Impact de la période de confinement et de distanciation sociale en termes de symptomatologie anxieuse et activités quotidiennes chez les personnes âgées suivies par le Centre Neuchâtelois de Psychiatrie (CNP) par téléphone

La maladie à coronavirus 2019 (plus connue comme COVID-19, l’acronyme en anglais) est une maladie infectieuse causée par une souche de coronavirus appelée SARS-CoV-2. Le 11 mars 2020, l´épidémie est requalifiée en pandémie par l’Organisation Mondiale de la Santé (OMS). La pandémie affecte de manière progressive tous les pays européens dont la Suisse devient une des nations la plus touchée par rapport au nombre d'habitants. Une réalité de crise au niveau des systèmes sanitaires est devenue un sujet central et motive un partage d’information concernant les mesures les plus adéquates (en temps et en attitudes concrètes).
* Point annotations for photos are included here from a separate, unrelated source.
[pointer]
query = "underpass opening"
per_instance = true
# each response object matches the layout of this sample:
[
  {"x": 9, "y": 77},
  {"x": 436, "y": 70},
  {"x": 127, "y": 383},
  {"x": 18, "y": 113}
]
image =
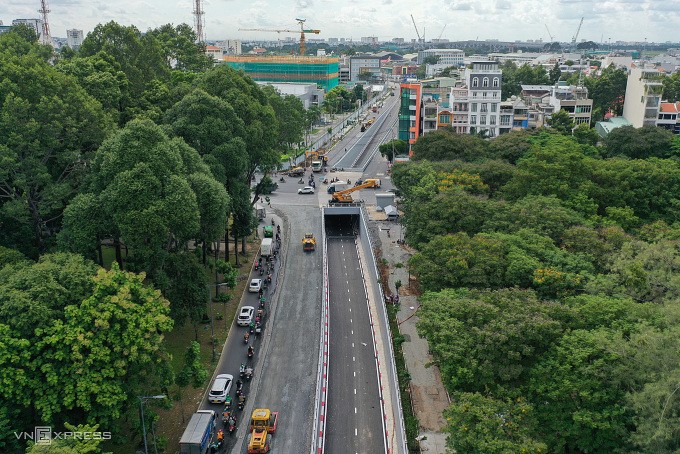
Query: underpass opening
[{"x": 341, "y": 225}]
Ces mêmes mesures ont drastiquement changé les routines journalières de millions de personnes. En Suisse, malgré la non-imposition d’un confinement général, le Conseil Fédéral a déclaré le 16 mars 2020 l’état de « situation extraordinaire » et a décidé des mesures uniformes : interdit les rassemblements de plus de 5 personnes, ferme les écoles et les commerces non essentiels, ferme partiellement les frontières. Des rappels pour ne pas sortir de la maison sont transmis à la population, sauf en situations particulières (travail si télétravail pas possible, aller chez le médecin ou la pharmacie, faire les courses ou aider un proche). Cet appel à la responsabilité civile est compris en pratique comme un « confinement nécessaire » et s’associe rapidement à des expressions comme « distanciation sociale » et « isolement ».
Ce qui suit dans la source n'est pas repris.